4. Stock a variety of food
Have lots and lots of healthy choices around the house, but some treats are okay too. A cup of not-so-sugary cereal or a single poptart can be a wonderful treat if not eaten alone on an empty stomach. Our kid is welcome to have a serving of gummy worms if she first eats something like peanut butter & celery.
5. KISS - simple food is better food
I don't believe in becoming a short-order cook for your family, but I think it's okay to make some minor adjustments. Many kids will cringe at any kind of sauce on their food, or "weird green leaves" of spinach. I dn't have a problem cooking one fancy stuffed chicken or pork chop and fixing the rest rather plain. Fixing an extra of the "fancy" variety sometimes works as well, because it gives kids a choice to at least TRY it.
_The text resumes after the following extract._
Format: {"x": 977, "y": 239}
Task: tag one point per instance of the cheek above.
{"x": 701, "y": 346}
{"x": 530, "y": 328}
Remember, they're not asking you to go to a lot of trouble cooking for them - they'd rather go through the drive through at McDonalds! Therefore, don't expect appreciation for some complicated meal that they probably will fear.
6. Help kids learn to read labels
Our first exercise in this was with yogurt. For a time, that was her favorite lunch-time protein. However, if you choose Yoplait Light, it has only 14 grams of sugar in it, whereas Yoplait Whip has a whopping 21! You can still have very yummy Key Lime Pie yogurt without the behavior effects of the sugar.
7. Educate about trans fats, food dyes, HFCS, and processed sugar
Start with trans fats. These are the "partially hydrogenated" oils that, when we consume them, stay in our arteries as cholesterol for almost ever! Anything that has any amount of trans fat is not allowed in our house. This eliminates a lot of my favorites, but more and more manufacturers are getting away from using them. Even a lot of fast food restaurants are banning them now. At McDonalds, you can't get beef without trans fats, but KFC no longer uses them. Dairy Queen uses them in EVERYTHING.
8. Calories in/Calories Out
It's an important part of nutrition and fitness education that we cannot escape. If we eat something high in calories, we will have to move more to burn those calories. Especially fat and sugar calories. I'm not saying have your kid count calories and keep a WW chart, but they should have general knowledge about it. As you are losing weight, include them on your journey and your philosophy of healthy living. They are our best watchdogs and cheerleaders.
And that's all I have to say about that.